Girolamo of Salerno, who understood nought of the debate between Hereward and the brother of Wybert, thought that the intrusive monks ought to be put into sacks and thrown into the river, inasmuch as that the Normans, when they conquered Salerno, threw a score of good monks of that town and vicinity into the sea; but when he delivered this thought unto the Lord Hereward, that bold-hearted and kind-hearted Saxon said that it was not the right way to correct cruelties by committing cruelties, and that it was not in the true English nature to be prone to revenge. All this while, and a little longer, the false alien monks, with their hands tied behind them, lay sprawling and crying Misericorde: howbeit, when they saw and understood that death was not intended, they plucked up their courage and began to complain and reprove.

“This is a foul deed,” said one of them, “a very foul deed, to disturb and break in upon, and smite with the edge of the sword, the servants of the Lord.”
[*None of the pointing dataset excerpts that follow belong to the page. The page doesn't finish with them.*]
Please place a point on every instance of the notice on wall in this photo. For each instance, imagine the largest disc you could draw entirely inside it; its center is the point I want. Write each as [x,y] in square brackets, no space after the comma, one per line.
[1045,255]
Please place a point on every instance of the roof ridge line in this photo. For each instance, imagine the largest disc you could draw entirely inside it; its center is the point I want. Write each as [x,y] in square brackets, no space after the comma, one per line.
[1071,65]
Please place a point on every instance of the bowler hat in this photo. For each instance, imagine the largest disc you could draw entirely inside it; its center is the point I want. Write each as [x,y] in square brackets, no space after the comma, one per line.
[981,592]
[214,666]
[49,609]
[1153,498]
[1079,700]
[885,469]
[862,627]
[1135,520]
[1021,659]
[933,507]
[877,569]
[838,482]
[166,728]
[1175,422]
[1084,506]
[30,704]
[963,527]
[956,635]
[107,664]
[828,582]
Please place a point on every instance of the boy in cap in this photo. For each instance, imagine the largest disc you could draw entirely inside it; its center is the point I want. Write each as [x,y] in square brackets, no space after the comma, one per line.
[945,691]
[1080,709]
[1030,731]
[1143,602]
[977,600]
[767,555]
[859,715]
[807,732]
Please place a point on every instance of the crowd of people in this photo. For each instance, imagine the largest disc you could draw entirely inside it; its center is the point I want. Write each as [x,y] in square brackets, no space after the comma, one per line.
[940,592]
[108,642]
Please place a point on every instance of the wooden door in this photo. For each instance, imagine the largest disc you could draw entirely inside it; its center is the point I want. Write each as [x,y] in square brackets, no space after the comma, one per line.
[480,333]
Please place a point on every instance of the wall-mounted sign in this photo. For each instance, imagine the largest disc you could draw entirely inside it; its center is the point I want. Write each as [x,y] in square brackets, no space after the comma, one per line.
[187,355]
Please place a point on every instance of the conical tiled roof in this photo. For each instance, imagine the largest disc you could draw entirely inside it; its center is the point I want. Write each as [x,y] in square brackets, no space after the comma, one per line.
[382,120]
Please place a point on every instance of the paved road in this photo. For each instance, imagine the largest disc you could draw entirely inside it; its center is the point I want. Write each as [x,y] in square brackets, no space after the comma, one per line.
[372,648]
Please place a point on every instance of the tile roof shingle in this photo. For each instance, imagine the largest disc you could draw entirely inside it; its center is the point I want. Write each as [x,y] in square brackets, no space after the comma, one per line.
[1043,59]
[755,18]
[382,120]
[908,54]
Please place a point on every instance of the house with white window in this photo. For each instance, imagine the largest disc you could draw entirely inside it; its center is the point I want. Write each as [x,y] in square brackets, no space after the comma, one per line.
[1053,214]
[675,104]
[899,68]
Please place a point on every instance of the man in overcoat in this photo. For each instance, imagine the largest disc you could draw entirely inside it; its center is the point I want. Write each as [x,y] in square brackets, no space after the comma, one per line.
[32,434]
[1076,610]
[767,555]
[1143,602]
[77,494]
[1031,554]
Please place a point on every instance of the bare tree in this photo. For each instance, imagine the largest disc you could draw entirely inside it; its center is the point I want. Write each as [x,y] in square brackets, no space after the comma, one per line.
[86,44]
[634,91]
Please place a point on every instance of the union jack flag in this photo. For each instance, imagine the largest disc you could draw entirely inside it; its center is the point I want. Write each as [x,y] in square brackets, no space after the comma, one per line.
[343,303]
“Not half so foul a deed,” quoth Hereward, “as that done by Ivo Taille-Bois, the cousin of ye all, and the man who put ye here, and thrust out the Saxon brotherhood at the dead of night, slaying their cook. Ye may or may not have been servants of the Lord in the countries from which ye came, but here are ye nought but intruders and usurpers, and the devourers of better men’s goods.”

Here the prior from Angers spoke from the heap in the corner, and said, “For this night’s work thou wilt be answerable unto the king.”

“That will I,” quoth the Lord of Brunn, “when bold King Harold returns.”

“I will excommunicate thee and thy fautors,” said the intrusive prior.

“Thou hadst better not attempt it,” said Hereward, “for among my merry men be some that know enough of church Latin to make out the difference between a Maledicite and a Benedicite; and I might find it difficult to prevent their cutting your weazens.”[[123]]

“Yet would I do it by bell, book and candle, if I could get the bell and candle, and read the book,” said the intrusive prior.

“Thou hadst better not attempt it,” said two or three voices from the heap; but another voice, which seemed buried under stout bodies and habits and hoods, said, “There is no danger, for our prior cannot read, and never had memory enough to say by heart more Latin than lies in a Credo. Beshrew you, brothers all, bespeak these Saxons gently, so that they may give us leave to go back into Normandie. If I had bethought me that I was to play the monk in this fashion, Ivo Taille-Bois should never have brought me from the plough-tail!”